Вот снова тренькнула гитара, и грудной женский голос завёл песню о любви и разлуке. Такую пели и в таборе Идзанара, сына Радзаная, и у шатров Теодора Шальи, откуда Васко совсем недавно прогнали.

Он слушал, полузакрыв глаза и даже, кажется, задремал.

Неожиданно песня смолкла, и кто-то попросил:

— Эй, Андрэ, давай-ко, потешь гостя. Спой, как ты один умеешь!

— Отчего не спеть, парень он хороший, — охотно отозвался названный Андрэ. И, судя по звукам, стал настраивать гитару. Некоторое время слышался только мелодичный перезвон струн, потом парень слегка откашлялся и запел. У него оказался глубокий, сильный голос, к хрипловатому звучанию которого нельзя было остаться равнодушным.

 

Бродит за рекой дикий конь гнедой,

Вьётся до земли грива чёрная.

Нет на нём седла, не знаком с уздой,

Воля в нём свободная, непокорная...

 

Эй!..

Травы дикие, эй, колышутся,

Топот конский в степи мне слышится!

Грива чёрная развевается,

Дева милая улыбается!

 

Выпал жребий мне в дальней стороне,

Ждёт меня краса черноокая!

И дорога-путь, да на много дней,

В степь лежит бескрайнюю, широкую...

 

Эй!..

Травы дикие, эй, колышутся,

Топот конский в степи мне слышится!

Грива чёрная развевается,

Дева милая улыбается!

 

Сердце ей дарю, к ней лечу душой,

И горит костра пламя яркое!

Мчит меня лихой дикий конь гнедой,

Еду к милой я, да с подарками.

 

Эй!..

Травы дикие, эй, колышутся,

Топот конский в степи мне слышится!

Грива чёрная развевается,

Дева милая улыбается!

 

Он подождал, пока затихли последние аккорды, — и подошёл к шатру, где сидели два парня.
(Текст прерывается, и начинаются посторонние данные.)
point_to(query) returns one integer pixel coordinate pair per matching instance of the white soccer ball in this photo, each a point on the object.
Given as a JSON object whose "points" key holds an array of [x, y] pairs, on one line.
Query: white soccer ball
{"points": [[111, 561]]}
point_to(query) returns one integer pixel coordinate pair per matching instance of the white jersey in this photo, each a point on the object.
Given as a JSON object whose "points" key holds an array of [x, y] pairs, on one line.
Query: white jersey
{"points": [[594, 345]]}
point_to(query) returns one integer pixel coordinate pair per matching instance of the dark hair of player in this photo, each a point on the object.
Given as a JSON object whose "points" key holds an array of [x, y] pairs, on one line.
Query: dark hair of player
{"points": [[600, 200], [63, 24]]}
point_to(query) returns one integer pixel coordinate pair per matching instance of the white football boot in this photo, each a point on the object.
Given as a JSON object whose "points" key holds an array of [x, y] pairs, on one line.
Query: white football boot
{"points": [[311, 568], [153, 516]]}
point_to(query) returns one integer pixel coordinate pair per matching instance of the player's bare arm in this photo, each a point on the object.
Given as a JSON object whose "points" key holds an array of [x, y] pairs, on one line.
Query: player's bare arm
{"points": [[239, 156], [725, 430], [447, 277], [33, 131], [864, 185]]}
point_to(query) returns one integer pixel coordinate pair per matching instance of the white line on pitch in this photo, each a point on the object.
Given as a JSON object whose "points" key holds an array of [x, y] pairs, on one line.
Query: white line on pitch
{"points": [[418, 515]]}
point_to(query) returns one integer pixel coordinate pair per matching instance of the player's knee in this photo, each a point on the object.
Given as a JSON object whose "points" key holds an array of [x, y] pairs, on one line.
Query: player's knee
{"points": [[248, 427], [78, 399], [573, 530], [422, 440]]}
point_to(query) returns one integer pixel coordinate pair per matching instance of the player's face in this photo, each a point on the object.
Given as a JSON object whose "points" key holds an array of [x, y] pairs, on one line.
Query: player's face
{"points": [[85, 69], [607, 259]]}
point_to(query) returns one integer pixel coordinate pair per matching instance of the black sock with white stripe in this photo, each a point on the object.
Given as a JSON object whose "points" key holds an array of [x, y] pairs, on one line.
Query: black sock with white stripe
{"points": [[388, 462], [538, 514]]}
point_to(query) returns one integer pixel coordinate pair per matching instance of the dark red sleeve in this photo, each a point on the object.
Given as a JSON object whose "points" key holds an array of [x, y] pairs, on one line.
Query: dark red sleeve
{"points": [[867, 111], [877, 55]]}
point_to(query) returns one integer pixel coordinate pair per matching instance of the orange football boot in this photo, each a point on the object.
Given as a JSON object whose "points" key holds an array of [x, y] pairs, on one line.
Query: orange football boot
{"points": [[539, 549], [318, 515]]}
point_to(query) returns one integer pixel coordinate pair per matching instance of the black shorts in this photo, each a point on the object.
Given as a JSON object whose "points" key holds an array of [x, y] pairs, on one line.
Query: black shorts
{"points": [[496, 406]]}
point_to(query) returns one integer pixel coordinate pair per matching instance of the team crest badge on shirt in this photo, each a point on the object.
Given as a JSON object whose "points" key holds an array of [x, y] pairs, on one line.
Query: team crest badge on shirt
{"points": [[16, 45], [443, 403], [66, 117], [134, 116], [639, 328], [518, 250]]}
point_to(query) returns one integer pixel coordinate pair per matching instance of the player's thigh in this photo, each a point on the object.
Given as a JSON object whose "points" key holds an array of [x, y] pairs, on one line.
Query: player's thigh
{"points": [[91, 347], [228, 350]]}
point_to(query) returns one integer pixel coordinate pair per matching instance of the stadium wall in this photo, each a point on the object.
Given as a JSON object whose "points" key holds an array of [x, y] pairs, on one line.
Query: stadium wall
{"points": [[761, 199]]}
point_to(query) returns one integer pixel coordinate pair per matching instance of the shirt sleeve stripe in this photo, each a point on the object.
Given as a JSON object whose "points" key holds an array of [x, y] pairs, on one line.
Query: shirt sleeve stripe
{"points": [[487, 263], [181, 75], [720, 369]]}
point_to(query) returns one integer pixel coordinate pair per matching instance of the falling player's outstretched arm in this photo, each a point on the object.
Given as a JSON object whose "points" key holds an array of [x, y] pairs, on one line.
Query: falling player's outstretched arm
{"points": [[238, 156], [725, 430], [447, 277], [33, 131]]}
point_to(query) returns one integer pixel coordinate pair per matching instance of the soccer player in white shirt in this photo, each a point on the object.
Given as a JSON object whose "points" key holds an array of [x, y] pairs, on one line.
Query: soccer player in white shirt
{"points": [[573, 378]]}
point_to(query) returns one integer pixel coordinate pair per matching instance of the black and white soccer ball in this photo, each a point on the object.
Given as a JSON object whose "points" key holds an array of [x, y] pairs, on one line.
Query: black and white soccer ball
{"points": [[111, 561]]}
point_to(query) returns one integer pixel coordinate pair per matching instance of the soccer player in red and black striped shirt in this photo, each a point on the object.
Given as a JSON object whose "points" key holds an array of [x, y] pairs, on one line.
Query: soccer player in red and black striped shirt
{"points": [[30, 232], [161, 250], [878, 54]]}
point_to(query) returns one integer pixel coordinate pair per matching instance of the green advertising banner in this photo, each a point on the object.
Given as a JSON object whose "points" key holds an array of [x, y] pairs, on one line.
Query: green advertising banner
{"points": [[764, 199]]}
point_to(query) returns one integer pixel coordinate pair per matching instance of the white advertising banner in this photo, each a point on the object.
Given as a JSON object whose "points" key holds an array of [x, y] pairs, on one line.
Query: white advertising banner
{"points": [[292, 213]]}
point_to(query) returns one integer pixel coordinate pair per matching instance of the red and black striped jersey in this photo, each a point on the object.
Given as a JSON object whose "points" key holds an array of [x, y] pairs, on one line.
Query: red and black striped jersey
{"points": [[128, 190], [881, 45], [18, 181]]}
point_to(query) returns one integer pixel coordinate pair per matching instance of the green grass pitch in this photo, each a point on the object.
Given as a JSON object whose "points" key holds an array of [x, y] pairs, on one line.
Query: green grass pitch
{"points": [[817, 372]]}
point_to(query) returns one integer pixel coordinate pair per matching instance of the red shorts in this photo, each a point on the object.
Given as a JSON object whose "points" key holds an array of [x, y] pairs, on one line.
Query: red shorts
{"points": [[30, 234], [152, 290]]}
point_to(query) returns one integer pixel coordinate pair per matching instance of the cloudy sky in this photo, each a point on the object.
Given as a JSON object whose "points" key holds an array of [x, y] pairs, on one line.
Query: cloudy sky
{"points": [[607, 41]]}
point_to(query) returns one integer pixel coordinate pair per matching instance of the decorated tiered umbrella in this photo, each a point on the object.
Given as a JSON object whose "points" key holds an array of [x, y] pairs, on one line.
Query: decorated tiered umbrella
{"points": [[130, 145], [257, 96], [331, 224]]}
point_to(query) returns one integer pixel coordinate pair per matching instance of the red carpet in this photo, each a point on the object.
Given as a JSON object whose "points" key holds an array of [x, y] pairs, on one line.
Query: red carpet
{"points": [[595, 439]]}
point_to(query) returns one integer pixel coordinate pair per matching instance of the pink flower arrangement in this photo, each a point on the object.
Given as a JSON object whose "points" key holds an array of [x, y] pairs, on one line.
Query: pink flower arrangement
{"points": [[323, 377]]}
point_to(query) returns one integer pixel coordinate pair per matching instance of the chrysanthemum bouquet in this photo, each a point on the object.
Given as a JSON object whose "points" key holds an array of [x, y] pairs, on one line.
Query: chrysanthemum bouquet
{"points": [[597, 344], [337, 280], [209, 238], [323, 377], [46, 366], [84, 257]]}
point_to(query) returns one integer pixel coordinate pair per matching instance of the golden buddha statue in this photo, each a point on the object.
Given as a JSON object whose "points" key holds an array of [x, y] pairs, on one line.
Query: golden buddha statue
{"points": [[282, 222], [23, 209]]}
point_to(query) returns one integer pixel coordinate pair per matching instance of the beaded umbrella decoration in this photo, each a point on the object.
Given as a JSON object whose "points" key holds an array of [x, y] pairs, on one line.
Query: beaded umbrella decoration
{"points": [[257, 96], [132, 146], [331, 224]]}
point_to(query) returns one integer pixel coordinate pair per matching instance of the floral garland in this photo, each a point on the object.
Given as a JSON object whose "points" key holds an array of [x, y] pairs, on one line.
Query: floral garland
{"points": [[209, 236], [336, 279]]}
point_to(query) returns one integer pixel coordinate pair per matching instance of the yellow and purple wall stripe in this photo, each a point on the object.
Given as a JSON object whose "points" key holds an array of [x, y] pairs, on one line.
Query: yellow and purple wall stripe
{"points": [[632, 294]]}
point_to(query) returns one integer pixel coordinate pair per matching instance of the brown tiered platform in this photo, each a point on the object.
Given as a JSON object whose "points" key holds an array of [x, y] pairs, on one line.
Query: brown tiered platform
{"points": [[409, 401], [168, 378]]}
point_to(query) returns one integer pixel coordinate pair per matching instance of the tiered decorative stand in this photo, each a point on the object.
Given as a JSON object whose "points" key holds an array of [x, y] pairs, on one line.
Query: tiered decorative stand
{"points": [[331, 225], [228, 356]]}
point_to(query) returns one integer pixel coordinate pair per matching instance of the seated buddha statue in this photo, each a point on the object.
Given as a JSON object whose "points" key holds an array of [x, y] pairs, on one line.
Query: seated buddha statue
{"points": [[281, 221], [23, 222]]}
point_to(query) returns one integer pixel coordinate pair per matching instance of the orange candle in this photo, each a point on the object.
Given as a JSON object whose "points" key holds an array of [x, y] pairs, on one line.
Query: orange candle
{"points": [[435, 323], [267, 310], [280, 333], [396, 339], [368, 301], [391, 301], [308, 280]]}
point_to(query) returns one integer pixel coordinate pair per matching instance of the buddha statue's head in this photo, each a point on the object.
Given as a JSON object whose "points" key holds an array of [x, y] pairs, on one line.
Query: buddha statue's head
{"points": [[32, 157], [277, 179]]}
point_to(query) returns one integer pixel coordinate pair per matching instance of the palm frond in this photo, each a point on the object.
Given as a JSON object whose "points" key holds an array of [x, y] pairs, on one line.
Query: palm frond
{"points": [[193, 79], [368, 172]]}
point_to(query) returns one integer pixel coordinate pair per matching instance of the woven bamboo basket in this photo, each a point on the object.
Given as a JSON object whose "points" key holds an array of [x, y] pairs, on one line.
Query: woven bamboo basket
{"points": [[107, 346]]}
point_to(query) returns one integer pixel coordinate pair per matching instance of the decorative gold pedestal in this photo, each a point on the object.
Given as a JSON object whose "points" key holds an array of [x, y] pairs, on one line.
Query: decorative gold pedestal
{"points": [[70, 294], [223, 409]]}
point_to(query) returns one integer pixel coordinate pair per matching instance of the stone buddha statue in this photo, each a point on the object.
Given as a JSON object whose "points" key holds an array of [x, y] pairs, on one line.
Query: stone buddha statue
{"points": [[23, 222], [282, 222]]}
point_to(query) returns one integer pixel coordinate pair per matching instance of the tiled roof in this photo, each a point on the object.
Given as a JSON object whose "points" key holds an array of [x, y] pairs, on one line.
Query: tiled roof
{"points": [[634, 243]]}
— Чайя Керу, Васко! Что, понравился наш подарок? — лукаво усмехнулся один из них, в синей рубашке и шляпе с петушиным пером. Второй, с длинными чёрными волосами, одетый во всё тёмное, держал в руках гитару, по грифу которой распускались яркие сказочные цветы.

— Чайя, ребята!.. Спасибо за песню, Андрэ, — обратился Васко ко второму. — Пусть сбудутся твои слова и дорога приведёт меня к той, что назначена мне богами. Чем отдарить тебя в ответ?

Парень мотнул головой, взметнув пряди чёрных волос.

— Ничего не надо. Просто сохрани мою песню в своём сердце. Я её для тебя сочинил.

— Андрэ у нас — кудесник, — пояснил другой, — Судьбу людям дарит своими песнями. Взамен ничего давать нельзя, а то судьба не сбудется...

— Тише… — вдруг шикнул на него певец, отодвигаясь назад, вглубь шатра. — Ратори пришла.

Второй замолчал — и уставился на что-то за спиной у Васко.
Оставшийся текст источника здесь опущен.